È una “grande sofferenza” e un “dispiacere”. Non riesce a darsi pace l’ingegner Achille Balossi Restelli, presidente del cda della Reale Compagnia Italiana – la cassaforte immobiliare dell’aristocrazia lombarda – che è appena stata acquisita da Blackstone per quasi 1,3 miliardi di euro, fra patrimonio e debiti. Balossi Restelli e la sua nutrita famiglia di azionisti dentro Reale stanno incassando personalmente in queste ore 163 milioni e 856mila euro. Pagando una tassa del 10% sulla plusvalenza, grazie a un regalo fiscale varato nella scorsa legge di Bilancio e poi prorogato in estate dal governo Draghi fino al 15 novembre 2021.

Un’imposta sostitutiva appunto del 10%, invece che del 26, per chi rivaluta le proprie partecipazioni societarie, terreni o immobili. Reale Compagnia ha colto l’occasione. E dopo aver tenuto per decenni il patrimonio immobiliare, sito nelle aree più pregiate di Milano e Torino, iscritto a costi “storici”, lo fatto lievitare dai 92 milioni di euro del 31 dicembre 2019 fino a un miliardo e 136 milioni euro a fine 2020 (più 143 milioni di debito tributario da pagare in tre rate entro il 2023). Quanto ci guadagna la famiglia Balossi Restelli? La casata possiede – o meglio: possedeva – 1078 azioni ordinarie della Reale (su 7425 totali), ereditate per generazioni, con un valore nominale di 2.500 euro l’una e che dal 2 novembre sono state vendute a una società lussemburghese di Blackstone per 152mila euro ciascuna. Il calcolo di quanto hanno incassato ingegnere e famiglia – una quindicina di soci con lo stesso cognome – è presto fatto.

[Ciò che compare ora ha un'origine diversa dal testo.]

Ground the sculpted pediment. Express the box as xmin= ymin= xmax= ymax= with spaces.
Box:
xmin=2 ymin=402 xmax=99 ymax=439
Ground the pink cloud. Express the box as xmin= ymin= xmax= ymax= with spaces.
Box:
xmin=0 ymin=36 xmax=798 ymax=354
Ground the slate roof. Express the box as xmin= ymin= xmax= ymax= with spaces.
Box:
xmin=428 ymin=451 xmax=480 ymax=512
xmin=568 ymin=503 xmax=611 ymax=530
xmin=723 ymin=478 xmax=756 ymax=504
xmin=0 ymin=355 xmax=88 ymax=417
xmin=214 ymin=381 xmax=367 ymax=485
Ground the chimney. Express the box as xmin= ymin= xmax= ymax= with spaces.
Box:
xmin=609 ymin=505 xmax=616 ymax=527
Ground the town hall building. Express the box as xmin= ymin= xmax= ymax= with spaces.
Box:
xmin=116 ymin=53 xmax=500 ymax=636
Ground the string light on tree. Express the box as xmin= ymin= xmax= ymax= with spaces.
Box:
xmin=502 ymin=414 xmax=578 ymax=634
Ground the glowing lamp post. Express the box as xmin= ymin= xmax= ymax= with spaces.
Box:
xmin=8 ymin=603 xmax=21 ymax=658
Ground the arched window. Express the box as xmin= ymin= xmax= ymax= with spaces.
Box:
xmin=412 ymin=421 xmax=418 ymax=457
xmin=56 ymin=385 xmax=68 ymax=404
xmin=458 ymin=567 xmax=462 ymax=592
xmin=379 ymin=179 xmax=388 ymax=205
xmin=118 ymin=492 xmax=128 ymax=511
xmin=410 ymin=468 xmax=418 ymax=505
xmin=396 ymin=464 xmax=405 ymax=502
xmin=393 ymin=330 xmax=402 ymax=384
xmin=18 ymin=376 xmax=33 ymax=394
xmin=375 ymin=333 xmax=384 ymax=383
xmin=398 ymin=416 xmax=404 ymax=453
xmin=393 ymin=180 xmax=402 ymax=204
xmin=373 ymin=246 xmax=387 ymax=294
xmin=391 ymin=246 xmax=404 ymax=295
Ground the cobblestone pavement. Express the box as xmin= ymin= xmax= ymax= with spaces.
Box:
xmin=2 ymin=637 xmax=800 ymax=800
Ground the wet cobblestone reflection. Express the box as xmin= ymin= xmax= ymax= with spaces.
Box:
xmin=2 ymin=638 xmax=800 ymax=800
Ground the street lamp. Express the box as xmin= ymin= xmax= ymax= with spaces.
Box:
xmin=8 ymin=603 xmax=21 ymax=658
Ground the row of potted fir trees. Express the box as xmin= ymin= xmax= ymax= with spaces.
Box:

Niente male per l’aristocratico. Lui, classe 1932, che ne ha viste tante nella vita con il suo omonimo studio di ingegneria: ha lavorato ai progetti delle stazioni delle metropolitane e del passante ferroviario di Milano. Nel 1960 è stato addirittura convocato in Egitto per salvare i Templi di Abu Simbel che stavano per essere sommersi dalle acque del Nilo dopo la costruzione della diga di Assuan. Li ricostruirono 60 metri più in alto spostando pietre da trenta tonnellate una ad una. Roba da cuore impavido.

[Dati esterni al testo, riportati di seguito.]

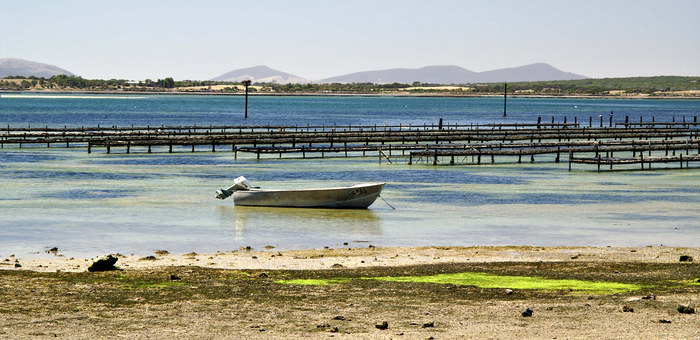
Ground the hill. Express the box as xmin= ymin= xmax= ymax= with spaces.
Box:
xmin=211 ymin=65 xmax=310 ymax=84
xmin=0 ymin=58 xmax=75 ymax=78
xmin=318 ymin=63 xmax=587 ymax=84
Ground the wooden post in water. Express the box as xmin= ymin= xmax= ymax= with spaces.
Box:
xmin=503 ymin=83 xmax=507 ymax=117
xmin=242 ymin=80 xmax=252 ymax=119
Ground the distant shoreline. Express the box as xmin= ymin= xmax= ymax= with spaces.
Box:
xmin=2 ymin=89 xmax=699 ymax=100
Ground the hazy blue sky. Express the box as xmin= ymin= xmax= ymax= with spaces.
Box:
xmin=1 ymin=0 xmax=698 ymax=80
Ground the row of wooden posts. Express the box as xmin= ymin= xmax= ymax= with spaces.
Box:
xmin=2 ymin=118 xmax=700 ymax=171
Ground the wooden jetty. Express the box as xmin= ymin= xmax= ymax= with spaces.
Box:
xmin=2 ymin=115 xmax=700 ymax=171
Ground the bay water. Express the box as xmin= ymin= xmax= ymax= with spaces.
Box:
xmin=1 ymin=93 xmax=699 ymax=258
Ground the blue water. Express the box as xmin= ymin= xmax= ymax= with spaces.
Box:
xmin=1 ymin=93 xmax=699 ymax=258
xmin=1 ymin=93 xmax=698 ymax=127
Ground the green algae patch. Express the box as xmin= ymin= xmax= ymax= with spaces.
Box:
xmin=276 ymin=272 xmax=640 ymax=294
xmin=275 ymin=278 xmax=351 ymax=285
xmin=682 ymin=279 xmax=700 ymax=286
xmin=372 ymin=272 xmax=640 ymax=294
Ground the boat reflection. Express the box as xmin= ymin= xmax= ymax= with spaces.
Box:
xmin=220 ymin=205 xmax=383 ymax=239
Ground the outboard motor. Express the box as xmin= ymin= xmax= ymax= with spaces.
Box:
xmin=215 ymin=176 xmax=252 ymax=199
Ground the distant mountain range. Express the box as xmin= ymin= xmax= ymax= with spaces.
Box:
xmin=1 ymin=57 xmax=587 ymax=84
xmin=213 ymin=63 xmax=587 ymax=84
xmin=211 ymin=65 xmax=310 ymax=84
xmin=0 ymin=58 xmax=74 ymax=78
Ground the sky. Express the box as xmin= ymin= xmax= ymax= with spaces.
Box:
xmin=1 ymin=0 xmax=699 ymax=81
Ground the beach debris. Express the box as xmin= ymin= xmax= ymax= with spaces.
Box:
xmin=331 ymin=263 xmax=344 ymax=268
xmin=375 ymin=321 xmax=389 ymax=330
xmin=170 ymin=275 xmax=181 ymax=281
xmin=658 ymin=319 xmax=672 ymax=323
xmin=504 ymin=289 xmax=514 ymax=295
xmin=622 ymin=305 xmax=634 ymax=312
xmin=139 ymin=255 xmax=158 ymax=261
xmin=422 ymin=321 xmax=434 ymax=328
xmin=677 ymin=303 xmax=695 ymax=314
xmin=521 ymin=308 xmax=533 ymax=317
xmin=679 ymin=255 xmax=693 ymax=262
xmin=87 ymin=254 xmax=119 ymax=272
xmin=154 ymin=250 xmax=169 ymax=255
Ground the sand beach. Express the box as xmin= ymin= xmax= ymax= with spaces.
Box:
xmin=2 ymin=245 xmax=699 ymax=339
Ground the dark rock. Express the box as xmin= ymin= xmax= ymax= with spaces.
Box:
xmin=48 ymin=247 xmax=58 ymax=253
xmin=522 ymin=308 xmax=533 ymax=317
xmin=14 ymin=263 xmax=21 ymax=268
xmin=170 ymin=275 xmax=181 ymax=281
xmin=677 ymin=304 xmax=695 ymax=314
xmin=658 ymin=319 xmax=672 ymax=323
xmin=329 ymin=327 xmax=339 ymax=333
xmin=331 ymin=263 xmax=344 ymax=268
xmin=258 ymin=272 xmax=269 ymax=278
xmin=139 ymin=255 xmax=157 ymax=261
xmin=332 ymin=315 xmax=346 ymax=320
xmin=87 ymin=255 xmax=119 ymax=272
xmin=343 ymin=242 xmax=349 ymax=246
xmin=679 ymin=255 xmax=693 ymax=262
xmin=422 ymin=322 xmax=434 ymax=328
xmin=317 ymin=323 xmax=330 ymax=329
xmin=375 ymin=321 xmax=389 ymax=330
xmin=368 ymin=245 xmax=375 ymax=248
xmin=622 ymin=305 xmax=634 ymax=312
xmin=245 ymin=246 xmax=252 ymax=251
xmin=587 ymin=296 xmax=594 ymax=300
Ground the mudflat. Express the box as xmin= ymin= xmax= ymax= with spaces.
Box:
xmin=1 ymin=246 xmax=699 ymax=339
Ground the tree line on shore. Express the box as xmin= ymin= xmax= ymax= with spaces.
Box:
xmin=1 ymin=74 xmax=698 ymax=96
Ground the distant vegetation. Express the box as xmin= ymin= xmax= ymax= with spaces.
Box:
xmin=1 ymin=75 xmax=699 ymax=97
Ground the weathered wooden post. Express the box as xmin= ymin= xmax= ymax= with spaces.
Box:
xmin=242 ymin=79 xmax=252 ymax=119
xmin=503 ymin=83 xmax=507 ymax=117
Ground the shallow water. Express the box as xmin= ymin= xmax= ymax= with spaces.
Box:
xmin=1 ymin=94 xmax=699 ymax=257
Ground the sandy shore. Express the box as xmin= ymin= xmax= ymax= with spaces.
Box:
xmin=2 ymin=246 xmax=698 ymax=339
xmin=4 ymin=245 xmax=699 ymax=273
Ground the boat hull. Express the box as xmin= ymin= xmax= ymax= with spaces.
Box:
xmin=232 ymin=183 xmax=384 ymax=209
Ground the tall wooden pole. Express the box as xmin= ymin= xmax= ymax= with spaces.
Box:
xmin=242 ymin=80 xmax=252 ymax=119
xmin=503 ymin=82 xmax=507 ymax=117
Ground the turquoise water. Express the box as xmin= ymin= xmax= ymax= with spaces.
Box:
xmin=1 ymin=94 xmax=699 ymax=257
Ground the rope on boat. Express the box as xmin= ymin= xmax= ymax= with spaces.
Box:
xmin=379 ymin=195 xmax=396 ymax=210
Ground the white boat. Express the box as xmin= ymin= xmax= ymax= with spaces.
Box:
xmin=216 ymin=177 xmax=385 ymax=209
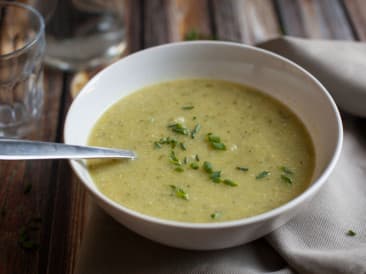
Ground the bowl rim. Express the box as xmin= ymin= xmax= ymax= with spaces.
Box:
xmin=64 ymin=41 xmax=343 ymax=229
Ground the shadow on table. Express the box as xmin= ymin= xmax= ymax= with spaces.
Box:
xmin=75 ymin=203 xmax=288 ymax=274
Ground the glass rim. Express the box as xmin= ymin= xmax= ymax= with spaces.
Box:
xmin=0 ymin=1 xmax=45 ymax=60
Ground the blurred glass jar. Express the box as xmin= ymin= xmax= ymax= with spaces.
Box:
xmin=0 ymin=2 xmax=45 ymax=137
xmin=39 ymin=0 xmax=126 ymax=71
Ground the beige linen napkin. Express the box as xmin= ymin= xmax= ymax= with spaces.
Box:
xmin=76 ymin=38 xmax=366 ymax=274
xmin=259 ymin=37 xmax=366 ymax=118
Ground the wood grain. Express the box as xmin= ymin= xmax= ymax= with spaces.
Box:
xmin=212 ymin=0 xmax=280 ymax=44
xmin=0 ymin=68 xmax=64 ymax=274
xmin=235 ymin=0 xmax=281 ymax=44
xmin=276 ymin=0 xmax=354 ymax=39
xmin=343 ymin=0 xmax=366 ymax=41
xmin=37 ymin=74 xmax=86 ymax=274
xmin=143 ymin=0 xmax=170 ymax=47
xmin=167 ymin=0 xmax=211 ymax=41
xmin=211 ymin=0 xmax=242 ymax=42
xmin=125 ymin=0 xmax=144 ymax=53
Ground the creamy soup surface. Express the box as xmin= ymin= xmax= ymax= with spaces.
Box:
xmin=88 ymin=79 xmax=315 ymax=223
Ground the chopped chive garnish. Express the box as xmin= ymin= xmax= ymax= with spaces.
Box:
xmin=184 ymin=29 xmax=200 ymax=40
xmin=168 ymin=123 xmax=190 ymax=135
xmin=195 ymin=154 xmax=200 ymax=162
xmin=182 ymin=105 xmax=194 ymax=110
xmin=347 ymin=230 xmax=356 ymax=236
xmin=191 ymin=124 xmax=201 ymax=139
xmin=174 ymin=166 xmax=184 ymax=172
xmin=236 ymin=166 xmax=249 ymax=172
xmin=190 ymin=162 xmax=199 ymax=169
xmin=280 ymin=166 xmax=294 ymax=175
xmin=256 ymin=171 xmax=270 ymax=179
xmin=203 ymin=161 xmax=213 ymax=173
xmin=154 ymin=142 xmax=162 ymax=149
xmin=210 ymin=171 xmax=222 ymax=183
xmin=169 ymin=138 xmax=178 ymax=148
xmin=169 ymin=150 xmax=181 ymax=166
xmin=207 ymin=133 xmax=221 ymax=143
xmin=18 ymin=218 xmax=42 ymax=250
xmin=212 ymin=142 xmax=226 ymax=150
xmin=207 ymin=133 xmax=226 ymax=150
xmin=183 ymin=157 xmax=188 ymax=164
xmin=223 ymin=179 xmax=238 ymax=187
xmin=170 ymin=185 xmax=189 ymax=200
xmin=23 ymin=183 xmax=32 ymax=194
xmin=180 ymin=142 xmax=187 ymax=151
xmin=281 ymin=174 xmax=293 ymax=184
xmin=210 ymin=211 xmax=221 ymax=219
xmin=154 ymin=137 xmax=178 ymax=148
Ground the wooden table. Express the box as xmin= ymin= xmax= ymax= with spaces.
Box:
xmin=1 ymin=1 xmax=365 ymax=273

Che oggi invece non riesce a trattenere il dolore per aver venduto i “gioielli di famiglia” a Blackstone. Per la casata è un maxi affare ma parlando davanti agli azionisti il 25 ottobre 2021, nell’assemblea che sarà definitiva per la decisione di cedere la mano agli americani, ritiene “doveroso intervenire con qualche pensiero mio personale riguardo l’operazione in corso”, come spiega ai 331 soci della Reale collegati da remoto (più della metà non presenti). “Le osservazioni che seguono spero diano un’idea di quanto io stia vivendo con grande sofferenza e dispiacere”. Sofferenza e dispiacere colmati soltanto da una “valutazione razionale per il bene economico di tutti quanti gli azionisti” senza lasciarsi trasportare dal “sentimento di affezione personale ad una realtà così bella come la Reale”. Che Balossi Restelli definisce “un’immobiliare unica nel suo genere a Milano, dotata di stabili meravigliosi ottimamente conservati e localizzati in posizione prestigiose sia a Milano che a Torino”. Nella commozione del momento l’ingegnere ripercorre la storia della Compagnia. Nata nel 1862 come “assicurazione sulla vita dell’uomo” per “volontà di un gruppo di poche famiglie amiche”. Poi il passaggio da assicurazione a immobiliare a inizio ‘900. La ricostruzione degli stabili dopo la Seconda guerra mondiale “a seguito dei gravissimi danni subiti dai bombardamenti”.

Tanti ricordi. Che nulla hanno potuto di fronte “all’importante e inaspettata opportunità della norma sulla rivalutazione introdotta la scorsa estate” per “eliminare le problematiche di fiscalità latente che comportavano una forte limitazione alla gestione straordinaria della società”. Del resto l’operazione con Blackstone, orchestrata dall’amministratore delegato Giancarlo Scotti e dal banchiere d’investimento Gerardo Braggiotti di Goldman Sachs, ha consentito a “tutti gli azionisti di valorizzare il proprio investimento realizzando il trasferimento dell’importante valore custodito e incrementato in più di 150 anni di attività”. Una valorizzazione che ha ben “tenuto conto dei vantaggi fiscali assicurati dalla norma di affrancamento delle quote azionarie”. Senza i quali “le alternative strategiche non avrebbero portato agli stessi risultati”. Tradotto: un fisco benevolo batte il sentimento.